Manifestement, plusieurs de nos préoccupations environnementales reposent sur la valeur intrinsèque que nous
reconnaissons dans la nature. Les régions sauvages, les paysages pittoresques et les parcs nationaux sont
valorisés par plusieurs personnes parce que, à l'instar de la Cloche de la Liberté, ils font partie du patrimoine
national et de l'histoire. Le grizzli peut avoir une valeur instrumentale négligeable, mais savoir que cette espèce
d'ours existe encore au parc national de Yellowstone est important pour bien des personnes. La valeur
symbolique de l'aigle à tête blanche dépasse de loin toute valeur instrumentale qu'il pourrait avoir. Les régions
sauvages non développées et inexplorées sont hautement valorisées, même par ceux qui jamais ne les visiteront,
ne les exploreront, ni ne les utiliseront.
Quand nous disons que l'environnement est dégradé à cause de l'activité humaine, nous nous référons souvent à
la perte de la valeur intrinsèque. Quand des parties du Grand Canyon sont érodées par les inondations
provoquées par le déversement des eaux des barrages hydroélectriques en amont, quand les pluies acides
attaquent les anciens monuments grecs et romains, quand les bords de mer sont remplacés par des promenades,
des casinos, l'activité humaine détruit une partie de la valeur intrinsèque de la nature.

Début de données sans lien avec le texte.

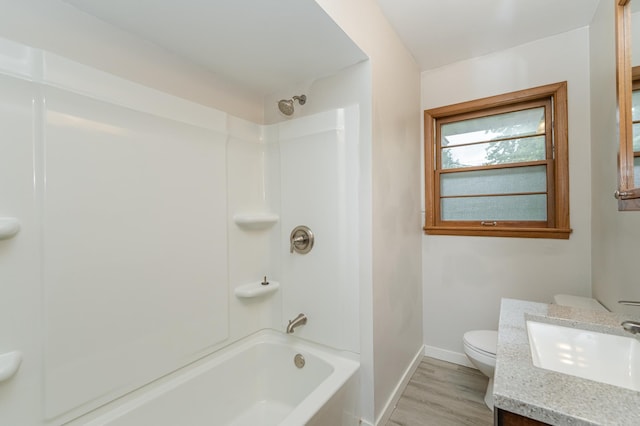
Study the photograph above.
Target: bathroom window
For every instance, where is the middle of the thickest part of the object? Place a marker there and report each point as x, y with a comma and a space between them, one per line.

Malheureusement, l'invocation de la valeur intrinsèque suscite souvent du scepticisme. Il semble qu'il nous
manque un langage pour exprimer ce type de valeur. Bon nombre de personnes considèrent qu'une telle valeur
est purement subjective, que c'est une question d'opinion personnelle: «La beauté (d'un être) réside dans le regard
de son admirateur.» Ainsi, quand une valeur instrumentale mesurable (comme le profit) entre en conflit avec une
valeur intrinsèque, impalpable et insaisissable (comme la beauté d'une région sauvage), trop souvent la valeur
instrumentale gagne par défaut.
3) Un objet possède une valeur inhérente s'il est bon en soi (ou s'il renferme un bien), indépendamment de toute
évaluation de là-part des humains. La valeur instrumentale et la valeur intrinsèque dépendent des humains qui les
évaluent. Certains philosophes cherchent à défendre une théorie de la valeur indépendante des humains. Ils
défendent ce que nous appellerions la valeur inhérente.
Des controverses importantes entourent les questions de valeur inhérente, et pas seulement en matière
environnementale. Certains auteurs soutiennent qu'il n'est pas sensé de parler d'une valeur qui soit absolument
indépendante de l'évaluation humaine. À leurs yeux, tous les jugements de valeur dépendent des sujets humains.